Take Home Points: Hypertrophic Cardiomyopathy in the Elderly + Review of Intracardiac Pressures
Hypertrophic Cardiomopathy – Not one size fits all!
Definition – a genetically determined disease of the myocardium that causes different types of LV hypertrophy
Types of HCM – though we may associate HCM with LV outflow tract (LVOT) obstruction or sudden cardiac death in young men, there are MANY variations of the disease that differ with respect to:
- Pattern of hypertrophy: septal, mid-cavity, free wall, apical, symmetric vs asymmetric, LV vs Bi-V
- Degree of obstruction: 20-30% fixed (always present) vs. 20-30% dynamic (induced with low preload, low afterload, or increased inotropy)
- Systolic Anterior Motion (SAM) of the mitral valve can further worsen LVOT obstruction
- Age of onset: some variants of obstructive HCM may present for the first time in the elderly!

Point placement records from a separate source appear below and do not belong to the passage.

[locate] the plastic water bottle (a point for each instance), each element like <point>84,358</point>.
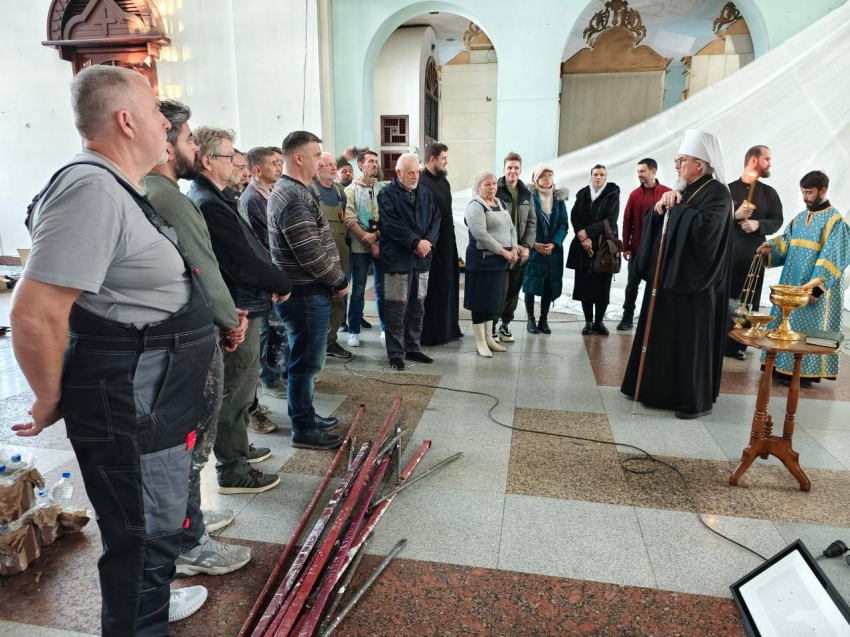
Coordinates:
<point>43,499</point>
<point>16,464</point>
<point>63,490</point>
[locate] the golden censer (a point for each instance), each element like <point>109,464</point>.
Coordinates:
<point>747,309</point>
<point>787,298</point>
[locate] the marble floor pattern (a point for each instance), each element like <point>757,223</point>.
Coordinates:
<point>528,534</point>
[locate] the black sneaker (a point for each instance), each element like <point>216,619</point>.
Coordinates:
<point>258,454</point>
<point>255,481</point>
<point>325,423</point>
<point>315,439</point>
<point>419,357</point>
<point>505,334</point>
<point>337,351</point>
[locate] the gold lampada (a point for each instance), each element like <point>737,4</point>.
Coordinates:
<point>747,310</point>
<point>787,298</point>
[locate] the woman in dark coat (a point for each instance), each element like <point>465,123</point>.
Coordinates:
<point>544,271</point>
<point>594,204</point>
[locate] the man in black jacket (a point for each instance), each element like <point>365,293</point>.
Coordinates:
<point>520,202</point>
<point>409,226</point>
<point>252,280</point>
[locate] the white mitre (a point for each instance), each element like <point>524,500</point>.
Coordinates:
<point>707,147</point>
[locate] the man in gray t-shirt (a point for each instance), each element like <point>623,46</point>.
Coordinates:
<point>129,380</point>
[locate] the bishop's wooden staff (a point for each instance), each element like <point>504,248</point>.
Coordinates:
<point>655,279</point>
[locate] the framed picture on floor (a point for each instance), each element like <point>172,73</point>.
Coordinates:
<point>790,596</point>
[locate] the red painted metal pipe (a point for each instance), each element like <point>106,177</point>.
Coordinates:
<point>283,591</point>
<point>324,550</point>
<point>263,599</point>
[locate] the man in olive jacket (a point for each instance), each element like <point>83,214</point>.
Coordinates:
<point>520,202</point>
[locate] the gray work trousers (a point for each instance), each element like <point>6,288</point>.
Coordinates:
<point>404,310</point>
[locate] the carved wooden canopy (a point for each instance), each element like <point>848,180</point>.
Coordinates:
<point>123,32</point>
<point>615,52</point>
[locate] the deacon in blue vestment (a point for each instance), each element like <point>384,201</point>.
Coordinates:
<point>815,245</point>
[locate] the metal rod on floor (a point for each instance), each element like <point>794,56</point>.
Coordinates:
<point>401,488</point>
<point>350,571</point>
<point>362,590</point>
<point>263,599</point>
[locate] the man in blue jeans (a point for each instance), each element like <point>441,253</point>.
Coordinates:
<point>361,219</point>
<point>302,245</point>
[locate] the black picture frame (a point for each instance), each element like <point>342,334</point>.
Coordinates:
<point>800,547</point>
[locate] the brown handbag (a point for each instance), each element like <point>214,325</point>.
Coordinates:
<point>607,259</point>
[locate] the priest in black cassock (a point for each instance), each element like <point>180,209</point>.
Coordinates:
<point>754,220</point>
<point>684,356</point>
<point>440,324</point>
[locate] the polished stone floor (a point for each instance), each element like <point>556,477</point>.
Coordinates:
<point>527,534</point>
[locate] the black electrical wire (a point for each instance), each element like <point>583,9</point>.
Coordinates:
<point>646,457</point>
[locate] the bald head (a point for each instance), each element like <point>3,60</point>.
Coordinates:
<point>326,169</point>
<point>98,93</point>
<point>407,171</point>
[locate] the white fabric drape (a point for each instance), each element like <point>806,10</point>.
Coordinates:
<point>794,99</point>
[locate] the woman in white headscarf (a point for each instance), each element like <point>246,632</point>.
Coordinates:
<point>595,204</point>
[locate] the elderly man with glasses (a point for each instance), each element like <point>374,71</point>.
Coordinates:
<point>253,281</point>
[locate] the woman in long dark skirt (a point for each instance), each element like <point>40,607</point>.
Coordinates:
<point>596,203</point>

- Culprit genetic mutation: common mutations include, but aren’t limited to: cardiac troponin T, cardiac troponin I, myosin regulatory light chain, myosin essential light chain, cardiac myosin binding protein-C, cardiac alpha and beta-myosin heavy chain, cardiac alpha actin, alpha tropomyosin, titin
- Presenting symptoms: based on the pattern and degree of hypertrophy
Features of Obstructive HCM in Elderly:
- Milder hypertrophy
- Localized to anterior intraventricular septum
- Ovoid or ellipsoid (vs. crescentic) LV cavity
- More severe LVOT obstruction with dynamic systolic anterior motion (SAM) of the mitral valve
- Angulation of the aorta due to normal “shrinkage” of the heart that further narrows the LVOT
HCM vs AS on Exam
- Standing up decreases preload, decreases LVEDP – no change in AS murmur (fixed obstruction) but increases HOCM murmur because it worsens LVOT obstruction
- Squatting increases preload, increases LVEDP – no change in AS murmur (fixed obstruction) but decreases HOCM murmur because it decreases LVOT obstruction
Review of Intracardiac Pressures – Remember “Nickel (RA), Dime (LA), Quarter (RV systolic), Dollar (LV systolic)”!